Home-made Remedies from the 17th Century

Written by Louise Ryland-Epton

In past months, I have looked at some of the more bizarre practices undertaken by residents to cure medical complaints. In the last few weeks, I have discovered yet more, but dating back over three hundred years and set down by the Gardiner family of Tytherton Lucas.

We are very fortunate that starting in the late seventeenth centuries, three generations of the family made notes in a book of what they considered essential information. It included farm accounts, dates of bad weather and a record of remedies which had been transcribed from a volume entitled The Queen’s Closet Opened: Incomparable in Physick, Chirurgery, Preserving, Candying and Cookery, as they were presented to the Queen. The book had been supposedly written by one of Queen Henrietta Maria’s servants and had been first published in 1655. At the time, the Queen herself was in exile (her husband, Charles I had been executed). It was a bestseller.

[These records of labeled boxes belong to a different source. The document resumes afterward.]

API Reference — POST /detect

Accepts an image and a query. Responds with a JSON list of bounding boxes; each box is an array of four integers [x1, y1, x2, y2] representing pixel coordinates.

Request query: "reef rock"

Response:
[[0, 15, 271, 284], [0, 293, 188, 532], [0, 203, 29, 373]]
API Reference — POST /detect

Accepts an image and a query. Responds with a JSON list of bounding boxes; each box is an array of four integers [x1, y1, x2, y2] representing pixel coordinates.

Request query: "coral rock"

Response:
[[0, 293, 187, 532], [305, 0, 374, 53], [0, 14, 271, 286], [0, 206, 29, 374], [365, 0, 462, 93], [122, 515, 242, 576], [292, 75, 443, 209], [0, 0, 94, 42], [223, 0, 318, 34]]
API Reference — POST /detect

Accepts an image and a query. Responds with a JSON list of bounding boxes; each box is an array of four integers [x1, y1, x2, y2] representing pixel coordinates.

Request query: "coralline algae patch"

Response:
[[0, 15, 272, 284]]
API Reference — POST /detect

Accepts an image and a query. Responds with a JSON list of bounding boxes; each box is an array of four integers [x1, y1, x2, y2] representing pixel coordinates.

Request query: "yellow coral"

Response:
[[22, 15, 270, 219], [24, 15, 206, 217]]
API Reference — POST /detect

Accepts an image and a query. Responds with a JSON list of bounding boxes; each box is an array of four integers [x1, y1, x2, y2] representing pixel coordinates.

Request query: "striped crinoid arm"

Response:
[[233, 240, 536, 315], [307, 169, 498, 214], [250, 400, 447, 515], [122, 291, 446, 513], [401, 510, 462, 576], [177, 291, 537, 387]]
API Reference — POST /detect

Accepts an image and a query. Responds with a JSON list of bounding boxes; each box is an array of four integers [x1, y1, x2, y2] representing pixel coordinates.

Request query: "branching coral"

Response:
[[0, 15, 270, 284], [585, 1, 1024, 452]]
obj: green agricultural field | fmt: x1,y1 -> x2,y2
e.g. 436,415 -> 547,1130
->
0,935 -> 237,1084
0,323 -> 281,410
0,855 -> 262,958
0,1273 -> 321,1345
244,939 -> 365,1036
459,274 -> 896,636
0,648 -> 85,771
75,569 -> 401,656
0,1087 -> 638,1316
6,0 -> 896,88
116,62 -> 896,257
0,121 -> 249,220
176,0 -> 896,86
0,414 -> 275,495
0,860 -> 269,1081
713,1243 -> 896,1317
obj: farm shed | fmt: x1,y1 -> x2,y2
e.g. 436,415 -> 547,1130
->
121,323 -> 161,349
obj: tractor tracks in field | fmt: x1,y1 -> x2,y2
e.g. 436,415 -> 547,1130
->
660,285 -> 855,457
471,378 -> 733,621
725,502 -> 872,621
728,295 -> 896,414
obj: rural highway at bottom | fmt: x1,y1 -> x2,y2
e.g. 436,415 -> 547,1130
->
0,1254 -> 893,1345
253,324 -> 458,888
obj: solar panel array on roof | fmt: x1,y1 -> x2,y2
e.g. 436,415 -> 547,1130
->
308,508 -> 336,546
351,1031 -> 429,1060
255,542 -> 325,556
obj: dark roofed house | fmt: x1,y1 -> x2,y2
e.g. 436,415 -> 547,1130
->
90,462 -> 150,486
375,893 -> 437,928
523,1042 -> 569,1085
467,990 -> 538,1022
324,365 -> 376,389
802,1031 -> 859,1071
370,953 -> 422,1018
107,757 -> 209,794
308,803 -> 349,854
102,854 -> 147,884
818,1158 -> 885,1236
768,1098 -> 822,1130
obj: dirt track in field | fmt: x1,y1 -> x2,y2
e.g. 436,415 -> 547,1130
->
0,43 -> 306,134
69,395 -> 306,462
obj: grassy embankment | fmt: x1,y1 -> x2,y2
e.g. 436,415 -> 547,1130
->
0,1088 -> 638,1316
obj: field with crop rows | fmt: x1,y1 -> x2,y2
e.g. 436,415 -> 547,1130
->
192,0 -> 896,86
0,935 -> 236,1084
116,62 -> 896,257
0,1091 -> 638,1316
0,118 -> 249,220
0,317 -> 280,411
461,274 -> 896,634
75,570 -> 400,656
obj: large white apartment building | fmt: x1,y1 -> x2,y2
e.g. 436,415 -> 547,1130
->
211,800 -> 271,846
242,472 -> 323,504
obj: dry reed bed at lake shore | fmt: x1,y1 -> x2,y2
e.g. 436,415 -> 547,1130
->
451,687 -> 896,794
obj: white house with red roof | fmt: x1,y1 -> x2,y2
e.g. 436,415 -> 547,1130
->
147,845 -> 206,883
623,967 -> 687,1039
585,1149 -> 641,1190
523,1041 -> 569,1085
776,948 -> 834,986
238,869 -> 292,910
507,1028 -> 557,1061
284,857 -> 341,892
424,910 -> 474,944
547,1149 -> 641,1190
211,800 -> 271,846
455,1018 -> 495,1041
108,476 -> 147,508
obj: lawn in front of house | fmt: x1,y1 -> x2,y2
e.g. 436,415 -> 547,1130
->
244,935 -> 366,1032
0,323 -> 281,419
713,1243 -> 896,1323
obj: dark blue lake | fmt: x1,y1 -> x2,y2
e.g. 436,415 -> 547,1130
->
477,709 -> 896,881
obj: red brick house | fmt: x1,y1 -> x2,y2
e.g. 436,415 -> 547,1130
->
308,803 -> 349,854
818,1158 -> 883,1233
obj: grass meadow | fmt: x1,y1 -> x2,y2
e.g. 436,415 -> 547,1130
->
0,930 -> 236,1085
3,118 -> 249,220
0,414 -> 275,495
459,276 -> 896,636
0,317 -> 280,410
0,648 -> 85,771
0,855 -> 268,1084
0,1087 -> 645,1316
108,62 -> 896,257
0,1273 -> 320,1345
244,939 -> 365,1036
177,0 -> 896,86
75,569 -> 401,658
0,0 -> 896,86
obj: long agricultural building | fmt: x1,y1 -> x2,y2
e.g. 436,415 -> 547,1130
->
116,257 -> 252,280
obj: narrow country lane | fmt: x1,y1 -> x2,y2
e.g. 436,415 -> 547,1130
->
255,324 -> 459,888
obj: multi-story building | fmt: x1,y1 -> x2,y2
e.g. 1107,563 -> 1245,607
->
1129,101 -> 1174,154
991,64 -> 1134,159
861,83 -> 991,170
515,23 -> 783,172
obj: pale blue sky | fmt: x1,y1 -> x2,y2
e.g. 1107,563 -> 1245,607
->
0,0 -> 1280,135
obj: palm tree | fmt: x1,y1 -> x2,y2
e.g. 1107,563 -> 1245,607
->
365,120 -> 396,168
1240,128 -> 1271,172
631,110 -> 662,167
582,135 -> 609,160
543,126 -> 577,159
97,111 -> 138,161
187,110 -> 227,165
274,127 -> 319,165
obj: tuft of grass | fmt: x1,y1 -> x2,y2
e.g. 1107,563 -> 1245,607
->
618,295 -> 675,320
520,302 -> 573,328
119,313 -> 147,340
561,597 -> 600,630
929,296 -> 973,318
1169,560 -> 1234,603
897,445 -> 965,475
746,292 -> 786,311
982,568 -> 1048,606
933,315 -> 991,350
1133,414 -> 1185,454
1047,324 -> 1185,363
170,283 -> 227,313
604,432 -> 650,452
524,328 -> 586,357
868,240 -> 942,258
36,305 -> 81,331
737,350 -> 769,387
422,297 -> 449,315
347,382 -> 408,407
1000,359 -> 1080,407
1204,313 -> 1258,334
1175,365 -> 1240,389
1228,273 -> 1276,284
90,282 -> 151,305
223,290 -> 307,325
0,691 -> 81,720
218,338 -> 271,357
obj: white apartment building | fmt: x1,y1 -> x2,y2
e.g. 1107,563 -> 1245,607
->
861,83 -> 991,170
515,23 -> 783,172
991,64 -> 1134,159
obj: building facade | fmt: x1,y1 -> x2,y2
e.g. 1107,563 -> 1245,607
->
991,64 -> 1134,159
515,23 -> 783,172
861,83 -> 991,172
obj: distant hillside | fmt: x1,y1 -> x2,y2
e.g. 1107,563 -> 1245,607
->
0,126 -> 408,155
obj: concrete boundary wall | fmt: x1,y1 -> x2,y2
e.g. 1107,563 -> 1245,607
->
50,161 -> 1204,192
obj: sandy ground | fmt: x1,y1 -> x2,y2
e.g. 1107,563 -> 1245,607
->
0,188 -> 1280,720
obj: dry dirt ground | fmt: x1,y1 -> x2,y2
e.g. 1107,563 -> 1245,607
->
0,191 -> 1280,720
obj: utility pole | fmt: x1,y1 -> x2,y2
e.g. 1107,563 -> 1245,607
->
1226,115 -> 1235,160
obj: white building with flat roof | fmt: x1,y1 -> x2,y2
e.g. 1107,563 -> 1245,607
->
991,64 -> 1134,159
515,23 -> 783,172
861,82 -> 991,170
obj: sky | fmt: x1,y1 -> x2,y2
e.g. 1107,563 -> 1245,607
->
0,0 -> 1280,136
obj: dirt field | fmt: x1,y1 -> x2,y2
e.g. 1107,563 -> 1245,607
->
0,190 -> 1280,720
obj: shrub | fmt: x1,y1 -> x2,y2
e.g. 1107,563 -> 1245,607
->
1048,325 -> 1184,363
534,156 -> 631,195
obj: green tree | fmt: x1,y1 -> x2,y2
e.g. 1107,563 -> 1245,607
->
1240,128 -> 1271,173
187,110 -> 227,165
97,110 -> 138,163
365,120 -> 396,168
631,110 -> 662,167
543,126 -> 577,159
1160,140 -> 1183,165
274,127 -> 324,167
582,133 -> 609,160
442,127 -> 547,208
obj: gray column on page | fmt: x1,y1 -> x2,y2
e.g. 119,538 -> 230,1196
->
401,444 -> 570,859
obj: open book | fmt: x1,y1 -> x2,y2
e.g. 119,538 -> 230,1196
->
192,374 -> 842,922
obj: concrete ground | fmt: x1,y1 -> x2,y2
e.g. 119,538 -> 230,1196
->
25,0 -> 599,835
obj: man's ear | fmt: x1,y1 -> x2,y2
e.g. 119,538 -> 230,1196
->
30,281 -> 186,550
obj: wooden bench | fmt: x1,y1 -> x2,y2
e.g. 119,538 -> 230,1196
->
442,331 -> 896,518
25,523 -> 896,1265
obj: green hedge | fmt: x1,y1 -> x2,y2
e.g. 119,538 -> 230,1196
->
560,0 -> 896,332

A copy found its way from London to Wiltshire and into the hands of Thomas Gardiner, a local yeoman farmer, who copied what he considered the most useful remedies. He did not reproduce cures for the worst illnesses or afflictions, such as the plague or cancer, but for more common-or-garden ailments like the common cold. I assume, Thomas was an occasional insomniac as one recipe was ‘to procure sleep’. It advised ‘bruise some anise seed and steep them in red rosewater and make it up in little bags and bind them to each nostril and it will rouse sleep’.

We have no way of knowing if Thomas tried any of the cures he wrote down, and I wonder how one could comfortably go about binding two bags to one's nose, but can assume, given the trouble he took to write these remedies, they were ones he wanted to remember. If he did manage to truss bags of anise seed to his face, he might have been disappointed at the result as it can act as a stimulant.